If you have space limitations (either horizontally or vertically) you can add the respective scroll-bars to accommodate for additional nodes (vertical) or levels (horizontal).

  • 2
    Miller columns... I'll be busting that term out casually next time I'm hanging with UI friends... hehe
    – Itumac
    Commented Feb 13, 2012 at 19:37
  • and if he wants more levels?
    – Xosler
    Commented Feb 13, 2012 at 20:22
  • This system is already messy (at least 6 levels). Making it deeper will increase the trouble but if they so desire another button "Add level" placed to the right of the list will do the trick.
    – dnbrv
    Commented Feb 13, 2012 at 20:40
  • 1
    This is what I ended up implementing, and it works beautifully!
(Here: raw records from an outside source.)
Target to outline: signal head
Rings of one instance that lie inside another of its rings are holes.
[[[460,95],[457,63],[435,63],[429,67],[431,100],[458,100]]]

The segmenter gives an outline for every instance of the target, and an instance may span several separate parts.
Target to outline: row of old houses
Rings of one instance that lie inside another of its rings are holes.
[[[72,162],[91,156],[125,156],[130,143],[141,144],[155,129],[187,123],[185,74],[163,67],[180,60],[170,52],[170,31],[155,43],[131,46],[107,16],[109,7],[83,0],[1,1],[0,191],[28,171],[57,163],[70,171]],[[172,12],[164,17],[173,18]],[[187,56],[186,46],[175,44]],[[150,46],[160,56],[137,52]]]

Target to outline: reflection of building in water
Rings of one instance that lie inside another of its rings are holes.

Commented Mar 28, 2012 at 13:43

Just throwing an alternative out there - Perhaps you could take an interactive graphical approach - something like Google maps.
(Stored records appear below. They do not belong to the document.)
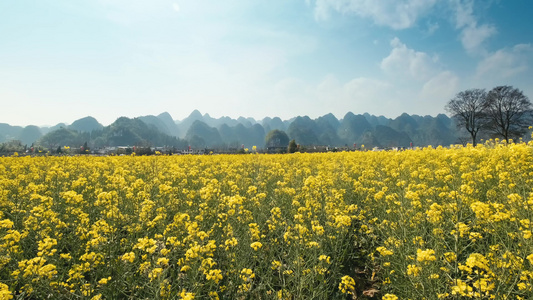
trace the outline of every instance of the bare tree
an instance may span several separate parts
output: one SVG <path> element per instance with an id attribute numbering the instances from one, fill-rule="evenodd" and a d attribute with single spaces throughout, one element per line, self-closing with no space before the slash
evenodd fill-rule
<path id="1" fill-rule="evenodd" d="M 477 134 L 483 127 L 484 103 L 487 92 L 483 89 L 471 89 L 458 93 L 446 104 L 446 111 L 456 120 L 458 127 L 463 127 L 472 137 L 472 145 L 477 143 Z"/>
<path id="2" fill-rule="evenodd" d="M 531 101 L 519 89 L 497 86 L 487 94 L 484 105 L 487 129 L 506 142 L 521 137 L 530 125 L 531 108 Z"/>

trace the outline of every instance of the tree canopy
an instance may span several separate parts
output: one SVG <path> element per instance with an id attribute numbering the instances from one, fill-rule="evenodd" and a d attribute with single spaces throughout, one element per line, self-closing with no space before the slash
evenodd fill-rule
<path id="1" fill-rule="evenodd" d="M 470 89 L 459 92 L 446 104 L 446 111 L 455 119 L 458 127 L 463 127 L 472 137 L 476 146 L 477 134 L 484 124 L 484 105 L 487 92 L 483 89 Z"/>
<path id="2" fill-rule="evenodd" d="M 462 91 L 445 108 L 456 124 L 470 133 L 474 146 L 481 130 L 509 142 L 521 137 L 531 122 L 531 102 L 522 91 L 507 85 L 488 93 L 483 89 Z"/>
<path id="3" fill-rule="evenodd" d="M 497 86 L 485 101 L 486 126 L 507 142 L 521 137 L 531 121 L 531 101 L 512 86 Z"/>
<path id="4" fill-rule="evenodd" d="M 289 136 L 285 131 L 274 129 L 268 132 L 265 137 L 265 143 L 268 147 L 287 147 L 289 145 Z"/>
So at the top level, you have your map of the world - you could click on a continent to snap-zoom in or you can smoothly thumbwheel in to the point under the cursor.

So if you clicked on North America, the next level of view shows all the countries in North America and you can click on Canada, USA or Mexico.

If you scrolled in to the point under the mouse then Continent names fade out and Canada, USA or Mexico fade in as you scroll and you can adjust your mouse position to be over your target and just keep zooming in - just as you would on Google maps.

Maybe you could already have locations already there rather than having to add country and state and city etc, but where there are already entries under that hierarchy, highlight them, perhaps by showing existing entries with markers (clustering multiple markers into a different marker symbol).

So when you reach a level where you want to add an entry you just stop zooming, click 'Add New' or 'Add item to USA', and then drag a marker to a location and maybe enter some detials to create instant metadata.

So really it's quite like adding a place (YouTube) on Google maps or using Google Map Maker then ...


The only solution that I can think of that supports unknown depth of the tree would be to try an auto completing text box which would allow the user to jump to, or possibly filter out nodes that don't match the value of the text box.

So for example if the user wants to add a new item to Alaska they would type into the text box Alaska which would filter the displayed tree to just show Alaska and its child-nodes. Along the way, when the user had entered Al it would show Alabama and Alaska collapsed.